In the lending and borrowing category of DeFi, compound is another popular application, an autonomous algorithm that allows users to provide crypto assets and generate interest. COMP is its native cryptocurrency. According to DeFi Pulse, there are currently $8.9 billion locked into Compound contracts. Additionally, Compound users can borrow stablecoins (with interest) and borrow crypto assets such as ETH. This is similar to the idea of borrowing dollars against appreciated securities in traditional finance.Anyone can lock assets into the With Compound protocol, holders of positions can earn compound interest on their positions immediately. Unlike traditional banks, Compound interest rates adjust based on supply and demand. Tokens supplied to the Compound protocol are credited with cTokens, which represent underlying assets generating interest and acting as collateral for the user. The compound user can borrow up to 50% of the value of their cToken. There are liquidation points on the borrowed position, like traditional financial systems. The compound user has immediate liquidity and can withdraw their assets at any time.
Aave and flash loans
Another large lending and borrowing platform in the DeFi ecosystem is Aave. Similar to Compound, AAVE is a non-custodial, open-source protocol running on Ethereum. It’s native currency is AAVE. AAVE smart contracts currently store $11.8 billion in crypto assets. Users can lend or borrow crypto assets with AAVE. By supplying assets to the protocol, lenders earn a yield on their assets. Like Compound, this yield adjusts according to supply and demand on the market.
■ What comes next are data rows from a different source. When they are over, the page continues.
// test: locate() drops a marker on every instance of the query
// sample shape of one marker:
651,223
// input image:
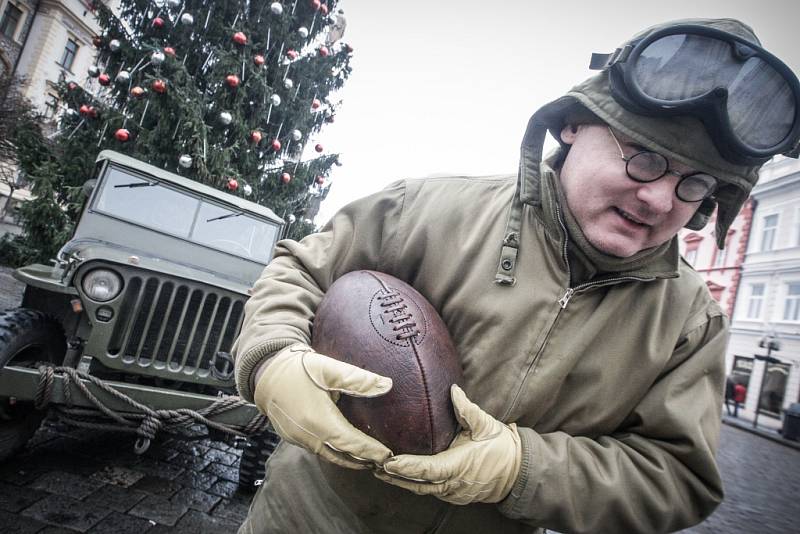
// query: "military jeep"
140,310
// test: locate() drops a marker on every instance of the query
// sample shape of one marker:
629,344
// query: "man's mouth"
632,218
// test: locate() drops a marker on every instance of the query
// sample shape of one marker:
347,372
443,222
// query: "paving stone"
195,499
117,498
157,486
226,472
233,510
122,524
63,511
15,524
190,461
226,458
66,484
160,510
201,481
195,522
120,476
14,498
157,469
223,488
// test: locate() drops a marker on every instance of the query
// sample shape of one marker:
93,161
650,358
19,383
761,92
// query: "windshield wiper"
136,184
228,216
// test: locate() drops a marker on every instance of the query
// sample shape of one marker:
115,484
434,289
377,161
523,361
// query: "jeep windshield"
157,205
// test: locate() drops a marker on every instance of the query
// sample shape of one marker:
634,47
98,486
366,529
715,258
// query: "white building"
768,301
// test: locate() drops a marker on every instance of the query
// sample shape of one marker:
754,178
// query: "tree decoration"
159,86
232,80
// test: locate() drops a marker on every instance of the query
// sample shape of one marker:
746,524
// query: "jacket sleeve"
281,308
656,473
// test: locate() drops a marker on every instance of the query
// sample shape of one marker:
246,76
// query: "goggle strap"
603,61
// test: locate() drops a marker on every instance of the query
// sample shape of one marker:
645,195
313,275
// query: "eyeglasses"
646,166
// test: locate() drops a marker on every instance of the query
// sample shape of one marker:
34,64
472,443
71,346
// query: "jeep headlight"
102,285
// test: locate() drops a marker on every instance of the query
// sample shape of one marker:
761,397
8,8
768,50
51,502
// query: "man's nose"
660,194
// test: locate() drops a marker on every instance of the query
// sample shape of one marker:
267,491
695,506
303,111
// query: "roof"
186,183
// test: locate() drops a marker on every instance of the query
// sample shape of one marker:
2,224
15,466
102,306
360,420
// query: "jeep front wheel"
27,338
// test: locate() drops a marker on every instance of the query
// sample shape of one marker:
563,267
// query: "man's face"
618,215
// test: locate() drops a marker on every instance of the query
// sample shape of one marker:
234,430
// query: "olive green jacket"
615,384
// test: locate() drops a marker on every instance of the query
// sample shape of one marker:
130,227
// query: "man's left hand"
481,465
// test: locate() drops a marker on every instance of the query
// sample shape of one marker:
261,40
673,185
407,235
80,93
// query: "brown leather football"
379,323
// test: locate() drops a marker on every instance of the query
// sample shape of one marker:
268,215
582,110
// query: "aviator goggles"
748,99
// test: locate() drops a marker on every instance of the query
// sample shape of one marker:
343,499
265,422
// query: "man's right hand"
297,390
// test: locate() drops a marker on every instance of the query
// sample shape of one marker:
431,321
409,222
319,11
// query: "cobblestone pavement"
762,486
91,481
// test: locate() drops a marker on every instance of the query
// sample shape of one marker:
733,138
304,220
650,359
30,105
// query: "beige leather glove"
481,465
298,391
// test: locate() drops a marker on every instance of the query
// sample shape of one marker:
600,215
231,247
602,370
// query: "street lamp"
770,343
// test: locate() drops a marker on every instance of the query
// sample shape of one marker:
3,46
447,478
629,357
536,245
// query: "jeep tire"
27,337
258,449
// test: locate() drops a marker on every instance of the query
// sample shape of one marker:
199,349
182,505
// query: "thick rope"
143,420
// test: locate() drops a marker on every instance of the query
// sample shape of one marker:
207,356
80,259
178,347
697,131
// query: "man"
592,355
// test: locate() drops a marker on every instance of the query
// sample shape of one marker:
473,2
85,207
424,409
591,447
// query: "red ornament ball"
122,135
232,80
159,86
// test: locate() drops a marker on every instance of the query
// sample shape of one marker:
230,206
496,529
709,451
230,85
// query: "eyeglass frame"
667,170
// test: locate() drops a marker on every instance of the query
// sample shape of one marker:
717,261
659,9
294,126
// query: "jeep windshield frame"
169,209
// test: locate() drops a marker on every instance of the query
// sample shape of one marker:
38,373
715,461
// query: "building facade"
767,308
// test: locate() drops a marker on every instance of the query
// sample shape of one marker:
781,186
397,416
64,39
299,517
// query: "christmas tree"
228,93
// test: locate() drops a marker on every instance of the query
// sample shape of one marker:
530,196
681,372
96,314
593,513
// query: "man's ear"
568,133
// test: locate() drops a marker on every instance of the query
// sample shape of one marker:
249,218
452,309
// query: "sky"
445,87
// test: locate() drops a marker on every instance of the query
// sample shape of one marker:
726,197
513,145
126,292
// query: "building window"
791,307
51,106
70,51
774,389
768,233
11,17
756,300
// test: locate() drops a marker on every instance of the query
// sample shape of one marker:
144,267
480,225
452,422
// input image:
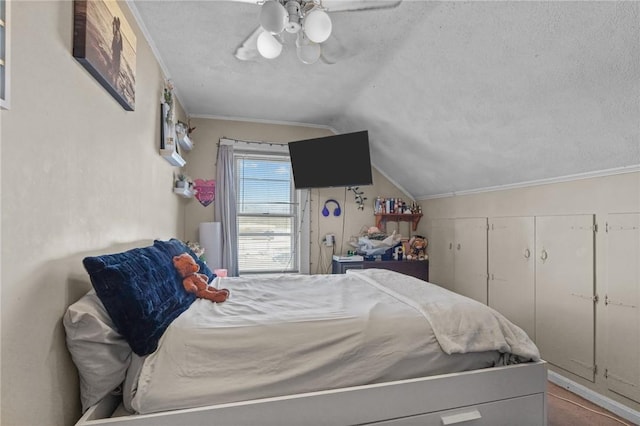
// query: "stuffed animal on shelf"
418,247
197,283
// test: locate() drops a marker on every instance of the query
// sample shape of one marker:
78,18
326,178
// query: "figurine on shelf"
418,248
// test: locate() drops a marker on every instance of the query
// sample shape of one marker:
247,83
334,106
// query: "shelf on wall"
185,142
382,218
184,192
173,157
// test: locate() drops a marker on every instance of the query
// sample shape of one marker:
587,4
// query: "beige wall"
600,196
201,164
79,175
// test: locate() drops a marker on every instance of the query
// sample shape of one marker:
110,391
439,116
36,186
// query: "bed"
367,347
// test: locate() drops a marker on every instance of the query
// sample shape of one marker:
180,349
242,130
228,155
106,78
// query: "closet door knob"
544,255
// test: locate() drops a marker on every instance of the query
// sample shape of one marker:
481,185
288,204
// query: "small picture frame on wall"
105,44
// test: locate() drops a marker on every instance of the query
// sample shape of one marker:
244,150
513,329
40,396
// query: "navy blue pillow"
142,293
174,247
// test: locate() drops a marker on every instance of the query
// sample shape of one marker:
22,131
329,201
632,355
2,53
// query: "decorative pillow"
141,292
100,353
174,247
Aave also offers a unique service called “flash loans.” A flash loan is a “one block borrow transaction,” which is a transaction where a user borrows and pays back a loan within the same block. The smart contract allows only the borrow and repayment of the loan to occur in the same block. Arbitrage and quick trading are made possible with the use of this technology. This is a new type of lending not available in traditional finance and is seen as a major enhancement to the TradFi system.
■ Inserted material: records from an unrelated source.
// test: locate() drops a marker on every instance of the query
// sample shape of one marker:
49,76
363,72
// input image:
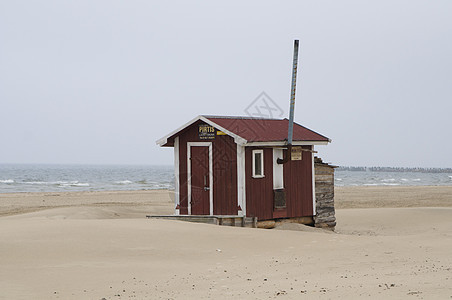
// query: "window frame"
253,157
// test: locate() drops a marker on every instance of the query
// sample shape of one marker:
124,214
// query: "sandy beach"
390,242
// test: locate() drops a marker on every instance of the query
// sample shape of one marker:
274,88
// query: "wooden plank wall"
224,168
259,191
298,185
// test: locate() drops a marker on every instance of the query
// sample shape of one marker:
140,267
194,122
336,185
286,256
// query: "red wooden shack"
228,166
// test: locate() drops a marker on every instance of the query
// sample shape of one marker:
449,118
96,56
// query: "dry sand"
394,243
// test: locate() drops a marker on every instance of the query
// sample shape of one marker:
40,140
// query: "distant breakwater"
395,169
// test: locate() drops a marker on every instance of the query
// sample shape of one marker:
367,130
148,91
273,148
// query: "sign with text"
296,154
206,132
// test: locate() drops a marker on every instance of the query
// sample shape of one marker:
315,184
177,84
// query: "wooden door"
200,185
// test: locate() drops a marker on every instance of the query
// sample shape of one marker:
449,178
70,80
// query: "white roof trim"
282,143
238,139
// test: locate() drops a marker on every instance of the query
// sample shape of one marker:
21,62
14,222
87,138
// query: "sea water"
58,178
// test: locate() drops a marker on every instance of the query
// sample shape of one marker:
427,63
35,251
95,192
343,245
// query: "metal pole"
292,94
292,105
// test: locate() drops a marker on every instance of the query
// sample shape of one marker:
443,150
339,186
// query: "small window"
258,163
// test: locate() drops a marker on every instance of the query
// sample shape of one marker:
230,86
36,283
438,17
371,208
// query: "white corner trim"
241,187
176,176
278,169
200,144
313,183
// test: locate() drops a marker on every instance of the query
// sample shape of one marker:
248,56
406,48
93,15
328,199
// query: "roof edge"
238,139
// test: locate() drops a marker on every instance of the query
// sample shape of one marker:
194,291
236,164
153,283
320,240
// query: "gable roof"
255,131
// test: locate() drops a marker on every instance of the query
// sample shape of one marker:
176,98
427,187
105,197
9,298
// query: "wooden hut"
228,166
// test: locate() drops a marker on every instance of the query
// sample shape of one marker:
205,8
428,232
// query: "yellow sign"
206,132
296,154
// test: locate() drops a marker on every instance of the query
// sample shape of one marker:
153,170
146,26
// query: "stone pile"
324,193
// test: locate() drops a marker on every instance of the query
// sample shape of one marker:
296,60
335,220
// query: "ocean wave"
123,182
57,183
75,184
7,181
388,180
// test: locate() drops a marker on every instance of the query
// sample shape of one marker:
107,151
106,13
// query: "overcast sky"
97,82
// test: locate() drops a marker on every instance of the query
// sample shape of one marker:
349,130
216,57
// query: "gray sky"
101,81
This CoinDesk explainer explains how flash loans allow traders to “take advantage of price discrepancies between a number of exchanges” in the crypto ecosystem. Consider two markets where pizzacoin is priced differently. On Exchange A, it is priced at $1, while on Exchange B, it is priced at $2. Through a flash loan, a user can purchase 100 pizzacoins at Exchange A for $100, then sell them for $200 at Exchange B via a separate smart contract. In turn, the borrower repays the loan and pockets the difference.” Accordingly, flash loans help stabilize cryptocurrency exchange prices and lead to greater economic growth.
What is a DEX?
DeFi, through the creation of smart contracts, stablecoins, and lending and borrowing platforms, has created another important innovation: trading volume on DEXs reached over $1 trillion in 2021, another key component of decentralized finance. Next in this series, we will examine how DEXs were created, their value to the crypto economy, their interactions with lending and borrowing platforms, and how their existence benefits users.
Why DeFi is so important
DeFi’s goal is to create an open and permissionless financial market. The advancement of DeFi has seen considerable development and investment, and financial advisors need to have a thorough understanding of this space. Many of the technologies in the DeFi space are built upon, and improve upon, the TradFi system, resulting in better outcomes for your customers. As decentralized finance continues to develop, it is vital to become familiar with it and be ready to rely on, and interact with, these applications.